Remember weights are not negative. So our main four loop just builds up

solutions to all of the sub-problems in a systematic way, going from smallest

graph, G sub two up to the biggest graph, the original one, G sub n.

And when we consider the graph G sub I, how do we figure out what the max weight

independence set is of that graph? Well now we use, completely directly, the

work that we put in the previous video. The previous video told us what an

optimal solution has to look like. And it has to have one of two forms.

We know, we proved, either, the maximum independent set of G sub I.

Excludes the last vertex V sub I, and then is merely an optimal solution of the

graph G sub I minus one. If it's not that, there is nothing else

it can be, other than including the last vertex V sub I.

And being an optimal max weighted independent set for the graph G sub I

minus two. We know its one of those two things.

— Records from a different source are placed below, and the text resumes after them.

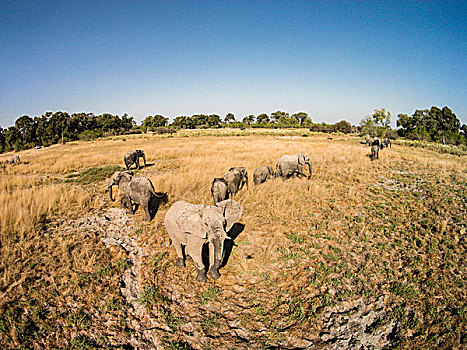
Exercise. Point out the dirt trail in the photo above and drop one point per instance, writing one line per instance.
(354, 324)
(114, 228)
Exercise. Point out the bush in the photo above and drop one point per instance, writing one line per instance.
(88, 135)
(133, 131)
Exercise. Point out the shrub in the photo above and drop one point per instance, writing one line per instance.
(163, 130)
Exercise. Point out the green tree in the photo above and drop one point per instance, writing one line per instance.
(263, 118)
(214, 121)
(301, 117)
(343, 126)
(27, 130)
(229, 118)
(381, 117)
(180, 122)
(249, 119)
(276, 116)
(12, 139)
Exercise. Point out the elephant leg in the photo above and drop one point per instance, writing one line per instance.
(178, 249)
(194, 249)
(214, 259)
(126, 201)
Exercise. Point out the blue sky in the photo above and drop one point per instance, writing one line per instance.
(332, 59)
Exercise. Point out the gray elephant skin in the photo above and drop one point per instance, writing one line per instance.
(289, 165)
(367, 139)
(374, 152)
(234, 179)
(132, 157)
(192, 225)
(219, 190)
(138, 189)
(242, 170)
(261, 174)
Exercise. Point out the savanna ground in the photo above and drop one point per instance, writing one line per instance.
(363, 255)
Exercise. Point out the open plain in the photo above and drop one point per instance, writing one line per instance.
(363, 255)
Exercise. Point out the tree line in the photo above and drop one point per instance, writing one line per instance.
(435, 124)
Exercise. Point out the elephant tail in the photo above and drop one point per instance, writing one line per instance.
(278, 170)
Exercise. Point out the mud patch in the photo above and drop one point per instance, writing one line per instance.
(114, 228)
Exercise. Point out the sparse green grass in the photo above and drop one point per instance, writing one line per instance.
(356, 230)
(94, 174)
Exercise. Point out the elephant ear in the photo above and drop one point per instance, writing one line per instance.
(301, 158)
(232, 212)
(190, 222)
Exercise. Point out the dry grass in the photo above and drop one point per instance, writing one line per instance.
(392, 227)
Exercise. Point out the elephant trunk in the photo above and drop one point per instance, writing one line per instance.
(110, 193)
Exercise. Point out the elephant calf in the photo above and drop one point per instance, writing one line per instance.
(288, 165)
(234, 179)
(131, 158)
(374, 152)
(244, 173)
(139, 190)
(261, 174)
(219, 190)
(191, 226)
(13, 160)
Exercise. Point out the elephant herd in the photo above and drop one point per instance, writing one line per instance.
(11, 160)
(376, 144)
(191, 226)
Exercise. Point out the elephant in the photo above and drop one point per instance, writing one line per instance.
(219, 190)
(131, 158)
(13, 160)
(139, 190)
(376, 142)
(234, 179)
(244, 174)
(192, 225)
(261, 174)
(374, 152)
(367, 139)
(288, 165)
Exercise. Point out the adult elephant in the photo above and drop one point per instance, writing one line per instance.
(261, 174)
(219, 190)
(244, 173)
(289, 165)
(367, 139)
(13, 160)
(192, 225)
(374, 152)
(131, 158)
(139, 190)
(234, 180)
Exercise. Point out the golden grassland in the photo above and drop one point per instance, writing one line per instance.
(393, 227)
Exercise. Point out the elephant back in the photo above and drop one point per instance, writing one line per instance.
(142, 184)
(232, 211)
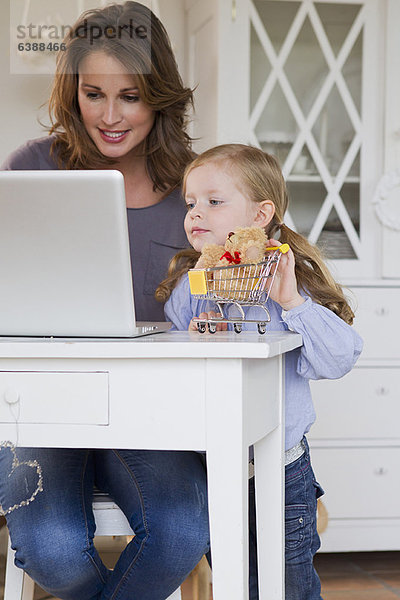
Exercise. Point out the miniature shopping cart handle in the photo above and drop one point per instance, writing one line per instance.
(282, 248)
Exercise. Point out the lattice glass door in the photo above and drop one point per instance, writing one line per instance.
(306, 83)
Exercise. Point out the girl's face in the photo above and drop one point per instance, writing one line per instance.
(112, 111)
(216, 206)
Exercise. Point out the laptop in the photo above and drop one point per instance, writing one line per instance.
(65, 266)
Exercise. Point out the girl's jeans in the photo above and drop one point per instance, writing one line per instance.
(163, 494)
(301, 537)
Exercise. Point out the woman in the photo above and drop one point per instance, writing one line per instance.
(117, 103)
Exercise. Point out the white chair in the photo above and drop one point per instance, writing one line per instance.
(110, 520)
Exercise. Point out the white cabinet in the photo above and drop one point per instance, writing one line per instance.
(316, 83)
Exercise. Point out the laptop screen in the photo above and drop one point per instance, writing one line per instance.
(64, 254)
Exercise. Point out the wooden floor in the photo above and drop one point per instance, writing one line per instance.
(359, 575)
(348, 576)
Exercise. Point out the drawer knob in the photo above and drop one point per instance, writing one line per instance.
(380, 471)
(382, 391)
(11, 396)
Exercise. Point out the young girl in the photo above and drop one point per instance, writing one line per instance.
(236, 185)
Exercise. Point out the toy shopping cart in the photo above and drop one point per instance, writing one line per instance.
(236, 286)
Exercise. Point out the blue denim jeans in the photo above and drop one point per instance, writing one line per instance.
(163, 494)
(301, 537)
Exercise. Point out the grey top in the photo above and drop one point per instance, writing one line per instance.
(156, 232)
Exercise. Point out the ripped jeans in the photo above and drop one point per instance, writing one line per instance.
(301, 536)
(163, 495)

We don't know which. We do brute force search among the two

possibilities, and that gives us the optimal solution

for the Ith sub problem. Crucially, when we need to do this brute

force search for the Ith sub problem, we already know.

We've already computed the optimal solutions to the smaller sub problems

that are relevant, those can be looked up in constant time, and that's what makes

this, each iteration of this four loop run in constant time.

So we've done a fair amount of work to get to this point,

but, after seeing that the greedy algorithm design paradigm failed us.

The divide-and-conquer algorithm design paradigm was inadequate.

Brute force search is too slow. With this, as we'll see, dynamic

programming algorithm, we now have a one line solution, effectively, to the max

weight independent set problem in path graphs.

Pretty cool. What's the run time?

Well this is probably the easiest algorithm is run time we've ever had to

analyze. Obviously, it's linear time,

constant time per each iteration of the four loop.

Why is the algorithm correct? Well it's as same as our recursive

algorithm. It makes exactly the same decisions.

The only difference is it doesn't bother with the spectacular redundancy of

resolving sub-problems it's already solved.

Again if you wanted to prove it by scratch, it would just be a straight

forward induction, like in our divide and conquer algorithm, the recursive calls

are correct by the inductive hypothesis. The inductive step is justified by the

case analysis of the of the previous video.